The Sydney Club was listed on the New South Wales State Heritage Register on 2 April 1999 having satisfied the following criteria.

The place is important in demonstrating the course, or pattern, of cultural or natural history in New South Wales.

The Sydney Club is representative of Late Victorian commercial development in central Sydney. In its adaptation as a former nineteenth century banking premises and its proximity to the financial centre of Martin Place, it is a physical reminder of development of Sydney as a commercial centre.

The place has a strong or special association with a person, or group of persons, of importance of cultural or natural history of New South Wales's history.

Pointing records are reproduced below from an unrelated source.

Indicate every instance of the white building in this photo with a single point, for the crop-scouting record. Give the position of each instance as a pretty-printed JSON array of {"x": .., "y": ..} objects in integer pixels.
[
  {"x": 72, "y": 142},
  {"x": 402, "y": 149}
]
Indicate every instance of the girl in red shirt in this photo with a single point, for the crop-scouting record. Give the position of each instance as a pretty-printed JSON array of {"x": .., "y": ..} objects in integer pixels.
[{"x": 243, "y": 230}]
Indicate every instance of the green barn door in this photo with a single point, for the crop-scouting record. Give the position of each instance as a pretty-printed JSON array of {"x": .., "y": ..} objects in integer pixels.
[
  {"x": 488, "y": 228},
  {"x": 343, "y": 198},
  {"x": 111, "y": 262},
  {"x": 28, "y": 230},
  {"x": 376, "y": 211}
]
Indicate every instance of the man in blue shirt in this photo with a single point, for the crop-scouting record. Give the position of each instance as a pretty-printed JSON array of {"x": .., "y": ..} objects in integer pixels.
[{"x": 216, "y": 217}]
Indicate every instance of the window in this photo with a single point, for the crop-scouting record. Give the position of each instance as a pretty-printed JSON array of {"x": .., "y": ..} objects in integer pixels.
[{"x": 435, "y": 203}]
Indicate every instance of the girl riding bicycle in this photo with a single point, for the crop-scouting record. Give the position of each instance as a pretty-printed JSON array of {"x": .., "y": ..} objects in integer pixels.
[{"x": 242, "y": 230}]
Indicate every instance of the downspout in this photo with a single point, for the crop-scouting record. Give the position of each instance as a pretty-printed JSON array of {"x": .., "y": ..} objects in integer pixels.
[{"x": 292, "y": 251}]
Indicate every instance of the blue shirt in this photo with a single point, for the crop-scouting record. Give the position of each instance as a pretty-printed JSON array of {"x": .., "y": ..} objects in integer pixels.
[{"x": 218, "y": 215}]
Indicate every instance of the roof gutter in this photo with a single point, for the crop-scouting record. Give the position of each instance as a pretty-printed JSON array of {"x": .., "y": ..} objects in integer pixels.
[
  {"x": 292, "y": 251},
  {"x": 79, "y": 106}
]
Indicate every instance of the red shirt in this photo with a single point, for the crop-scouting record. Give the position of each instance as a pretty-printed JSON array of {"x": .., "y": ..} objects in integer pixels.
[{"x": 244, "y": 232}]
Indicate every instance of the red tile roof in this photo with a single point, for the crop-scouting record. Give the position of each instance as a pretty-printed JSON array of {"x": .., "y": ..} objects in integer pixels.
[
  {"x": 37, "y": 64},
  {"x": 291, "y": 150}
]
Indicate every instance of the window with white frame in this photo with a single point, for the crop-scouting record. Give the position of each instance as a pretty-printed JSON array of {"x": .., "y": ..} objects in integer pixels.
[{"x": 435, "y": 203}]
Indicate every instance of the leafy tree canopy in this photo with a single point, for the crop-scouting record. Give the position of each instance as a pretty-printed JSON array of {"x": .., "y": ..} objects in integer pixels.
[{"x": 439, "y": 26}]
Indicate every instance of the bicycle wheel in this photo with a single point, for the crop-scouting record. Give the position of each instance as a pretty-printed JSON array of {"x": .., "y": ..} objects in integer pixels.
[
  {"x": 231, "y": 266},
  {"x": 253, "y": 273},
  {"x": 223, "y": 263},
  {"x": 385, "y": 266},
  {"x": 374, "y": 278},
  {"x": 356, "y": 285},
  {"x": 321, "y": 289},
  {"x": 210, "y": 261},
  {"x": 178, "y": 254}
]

The Sydney Club is of State significance as the headquarters of the influential Sydney Club, formerly the Million Club. The Club was formed to increase immigration to Sydney, but took an active role in advancing New South Wales through many different avenues, including irrigation schemes, roads and railways. The Club had many prominent members, including Percy Hunter, Sir Walter Edward Davidson, Governor of NSW, Sir Arthur Rickard, Sir Joseph Carruthers, a state governor and Dr John Charles Wright, the Anglican Archbishop of Sydney.

The place is important in demonstrating aesthetic characteristics and/or a high degree of creative or technical achievement in New South Wales.

The Sydney Club is of State significance as a fine example of the Victorian Mannerist architectural style, as applied to a commercial building. The lower floors display a high standard of architectural decoration, despite unsympathetic alterations to the street level. The 1929 addition of the third and fourth storeys was in keeping with the architectural style of the building. The Sydney Club has local significance as a landmark at the corner of Pitt ad Rowe Streets and is a key visual element linking a group of Victorian buildings at the intersection of King and Pitt Streets to the General Post Office, Sydney at the corner of Martin Place.

The place has a strong or special association with a particular community or cultural group in New South Wales for social, cultural or spiritual reasons.

The Sydney Club is of State significance to the many immigrants aided by the Millions Club and Sydney Club through their services to the newly arrived. The Club provided information and facilities to immigrants to help them settle into life in Australia. The Sydney Club is of local significance as the headquarters for the Sydney Yacht Club.